From the SASE to online portals and the impersonal void of a digital submission. A working writer on what we lost when literary submissions moved online and what ‘published’ means in a world where everyone has a CTA button that once clicked, puts their work into the world instantly, ready for the now generation to devour, if SEO optimised for visibility.
In 2000 I had established a daily writing routine. Take sounds and actions and conversations from the streets I travelled and later, work them out in a moleskin until a story or poetry took shape. I would then take these words to a desktop computer that hummed, open a word document, and begin to iron out something I eventually felt read complete, was worthy of someone’s time. The process was simple but required attention and dedication. Writing first in ink or pencil slowed my mind enough to think about what the phrase or rhyme or sentence was trying to achieve. This process made me aware that with story, you have to push things forward. Once complete, I would print the story or poem at a local library that charged ten pence per page. I would have three copies by the end of the process. One for the literary magazine or anthology I was looking to submit to. Another to keep for myself in a folder I’d look back on years later with fondness (sometimes). A third copy I would put in a separate envelope, sealed and unopened, I then stamped and posted it to myself as a form of copyright.

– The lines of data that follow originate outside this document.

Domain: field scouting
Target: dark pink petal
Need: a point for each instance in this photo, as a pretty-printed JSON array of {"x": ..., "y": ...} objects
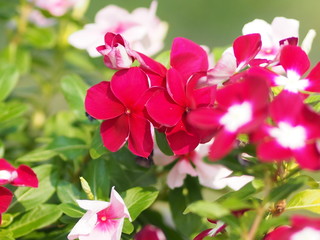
[
  {"x": 272, "y": 151},
  {"x": 129, "y": 85},
  {"x": 176, "y": 87},
  {"x": 279, "y": 109},
  {"x": 199, "y": 97},
  {"x": 163, "y": 109},
  {"x": 5, "y": 199},
  {"x": 100, "y": 102},
  {"x": 181, "y": 139},
  {"x": 293, "y": 58},
  {"x": 5, "y": 165},
  {"x": 222, "y": 145},
  {"x": 308, "y": 157},
  {"x": 203, "y": 234},
  {"x": 204, "y": 118},
  {"x": 115, "y": 132},
  {"x": 246, "y": 47},
  {"x": 314, "y": 79},
  {"x": 188, "y": 57},
  {"x": 140, "y": 139},
  {"x": 26, "y": 177}
]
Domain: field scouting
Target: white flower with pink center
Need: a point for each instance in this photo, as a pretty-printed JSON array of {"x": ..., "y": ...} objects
[
  {"x": 143, "y": 30},
  {"x": 103, "y": 220},
  {"x": 288, "y": 136},
  {"x": 237, "y": 116}
]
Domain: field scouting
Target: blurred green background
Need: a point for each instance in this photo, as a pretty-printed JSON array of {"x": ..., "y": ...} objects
[{"x": 217, "y": 23}]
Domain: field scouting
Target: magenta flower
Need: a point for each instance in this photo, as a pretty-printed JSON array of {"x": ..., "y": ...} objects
[
  {"x": 170, "y": 106},
  {"x": 103, "y": 220},
  {"x": 5, "y": 200},
  {"x": 301, "y": 228},
  {"x": 293, "y": 134},
  {"x": 241, "y": 108},
  {"x": 120, "y": 103},
  {"x": 21, "y": 176},
  {"x": 235, "y": 59},
  {"x": 150, "y": 232}
]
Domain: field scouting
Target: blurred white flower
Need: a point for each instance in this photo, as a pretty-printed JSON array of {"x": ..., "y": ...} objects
[
  {"x": 142, "y": 29},
  {"x": 56, "y": 7}
]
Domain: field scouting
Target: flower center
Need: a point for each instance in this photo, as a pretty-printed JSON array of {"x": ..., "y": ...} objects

People called the third envelope the poor man’s copyright. To this day, I’m not sure if copyright works this way. You couldn’t exactly take a sealed envelope into a court and prove you wrote anything, one supposes. But aspiring writers I met at open mic nights said they did it. The act gave the work some weight and made my words feel valued, like a handshake at the end of a meeting. And it added a form of punctuation to the process. The copy that went to a literary magazine included a covering letter (not bio under 100 words) typed out on paper.
If my work was going overseas, usually to America, two stamps for Air Mail were included. And of course, the self-addressed envelope. Without an SASE, there would be no reply. But with it, an editor would often write back with some brief feedback if rejected, a witty remark about friends over the ponds. Em dash abuse jokes at the expense of Emily Dickenson or a quote by Dickens or Shakespeare to close. There was a nostalgic romanticism about the whole thing. It was a process that I enjoyed. It connected me to humans working in publishing, made me imagine them burning the midnight candle, overdosed on caffeine and nicotine in a dark room full of piles of paper. Back then the process put the art form in a physical world that required movement if wishing to be read or considered for publication. The submission left my desk and travelled on a road that either landed on an editor’s desk or slush pile. I waited for more inspiration than a response. Back then volume mattered, as a young man I understood cutting your teeth as a writer meant a million bad words.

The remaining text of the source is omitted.